I was just comparing the performance of a handcoded lifted version of say addition for Nullables with the version that is in base now using the dot notation. My benchmark code looks like this:
a = Nullable(2)
b = Nullable(4)
@benchmark $a .+ $b
function my_addition{T<:Number}(a::Nullable{T}, b::Nullable{T})
if isnull(a) || isnull(b)
return Nullable{T}()
else
return Nullable(get(a)+get(b))
end
end
@benchmark foo($a, $b)
Using the dot notation leads to performance that is about an order of magnitude worse than the hand coded version. Here are my benchmark results, first using the dot notation:
BenchmarkTools.Trial:
memory estimate: 0 bytes
allocs estimate: 0
--------------
minimum time: 65.146 ns (0.00% GC)
median time: 70.344 ns (0.00% GC)
mean time: 75.946 ns (0.00% GC)
maximum time: 311.660 ns (0.00% GC)
--------------
samples: 10000
evals/sample: 987
time tolerance: 5.00%
memory tolerance: 1.00%
And for my hand coded version:
BenchmarkTools.Trial:
memory estimate: 0 bytes
allocs estimate: 0
--------------
minimum time: 7.546 ns (0.00% GC)
median time: 7.849 ns (0.00% GC)
mean time: 8.439 ns (0.00% GC)
maximum time: 34.414 ns (0.00% GC)
--------------
samples: 10000
evals/sample: 1000
time tolerance: 5.00%
memory tolerance: 1.00%
Is there any hope that the dot version might become as fast as a hand coded version? Or is this a known limitation that can’t really be solved?

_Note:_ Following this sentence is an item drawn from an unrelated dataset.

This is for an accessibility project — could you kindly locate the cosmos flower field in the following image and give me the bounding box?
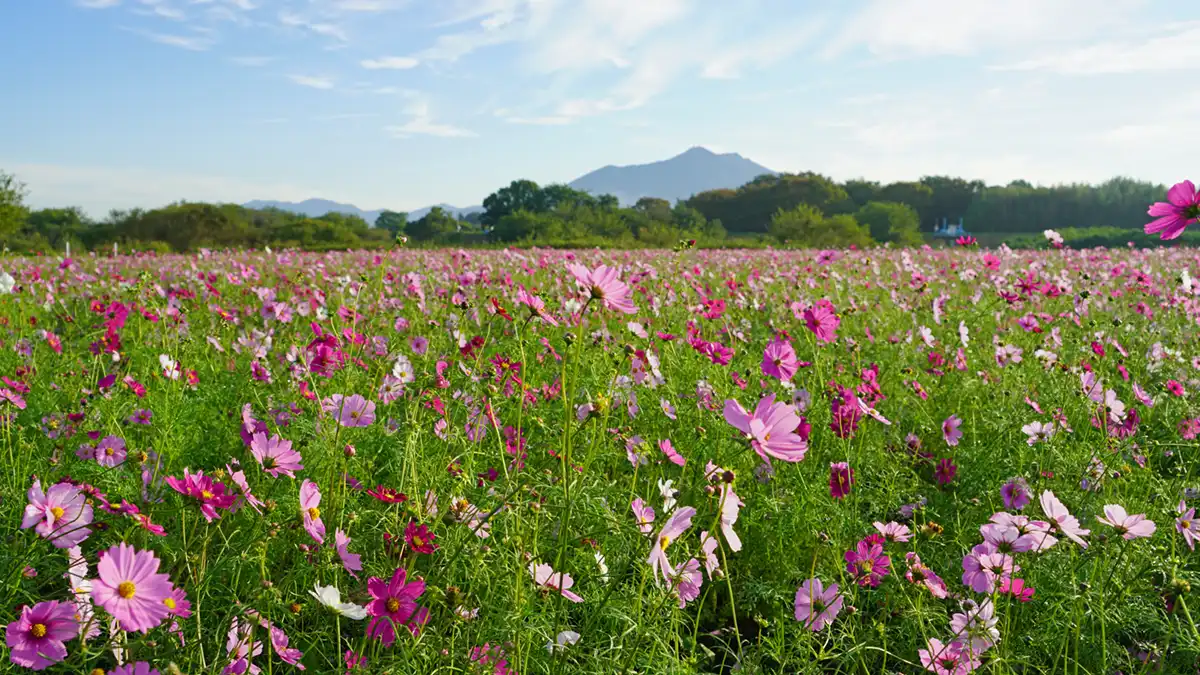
[3,239,1200,674]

I was hoping that I could use the dot notation in Query.jl to deal with Nullable
s, but that won’t really work with this kind of performance characteristic…

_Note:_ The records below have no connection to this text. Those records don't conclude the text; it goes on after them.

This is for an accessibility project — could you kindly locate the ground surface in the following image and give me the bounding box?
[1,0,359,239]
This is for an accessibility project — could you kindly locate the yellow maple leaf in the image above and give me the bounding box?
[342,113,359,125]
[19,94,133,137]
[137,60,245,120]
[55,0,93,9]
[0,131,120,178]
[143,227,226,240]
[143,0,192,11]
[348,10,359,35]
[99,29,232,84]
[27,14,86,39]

PS: And yes, I’m aware of https://github.com/JuliaLang/Juleps/pull/21, but I couldn’t really get an answer to my (narrow) question here about the performance of the dot operation on Nullable
s.
PPS: CC @nalimilan, who probably just knows the answer
When https://github.com/JuliaLang/julia/pull/16961 was merged, the dot syntax was as performant as the hand-written version (actually moreso, as it avoids a branch). Something must have happened in the meantime. Can you file an issue?
I looked into it and I believe it is a codegen regression/change that has caused this problem, but I can’t identify which one. I have a quick patch that will fix this regression by changing the Nullable broadcast code.
After the patch I get
julia> @benchmark Nullable(1) .+ Nullable(2)
BenchmarkTools.Trial:
memory estimate: 0 bytes
allocs estimate: 0
--------------
minimum time: 1.338 ns (0.00% GC)
median time: 1.357 ns (0.00% GC)
mean time: 1.452 ns (0.00% GC)
maximum time: 14.030 ns (0.00% GC)
--------------
samples: 10000
evals/sample: 1000
time tolerance: 5.00%
memory tolerance: 1.00%
which I hope you’ll find more pleasant .
The PR is taking slightly longer to finish than I’d like due to some stray segmentation faults and other concerns. I should have it up for review by the end of the day.
2 Likes
That looks fantastic!
Are there any caveats about using this for lifting in something like Query that I should know about? To me this looks as if it more or less solves the whole lifting debate we had, but I’m a bit worried that I’m overlooking something (because why did we even have https://github.com/JuliaLang/Juleps/pull/21 otherwise?).
In terms of this particular syntax and performance, I’d say there aren’t really any caveats. The unfortunate thing is that we don’t have a nice way to broadcast dot calls, i.e. it’s not easy to do x ..+ y
if we have Array{<:Nullable}
.
The Julep proposes a nicer and more flexible lower-level representation of Nullable
than the existing one and the currently recommended option is not anticipated to really change the existing broadcast
methods. (Union{Some{T}, Null}
)
The other options that would change the semantics of dot-calls would be using Union{T, Null}
and Union{T, Null{T}}
to represent Nullable{T}
, which are currently being actively discussed. However both these solutions are significantly more difficult changes than Union{Some{T}, Null}
, so I believe that if the faster union types get into 1.0, we will start with that, and the broadcast
methods will remain unchanged.
Thanks, that clarifies things a lot!
I should update that thanks to Jeff’s PR
https://github.com/JuliaLang/julia/pull/21310
this performance regression should be gone now. Thanks again for the report!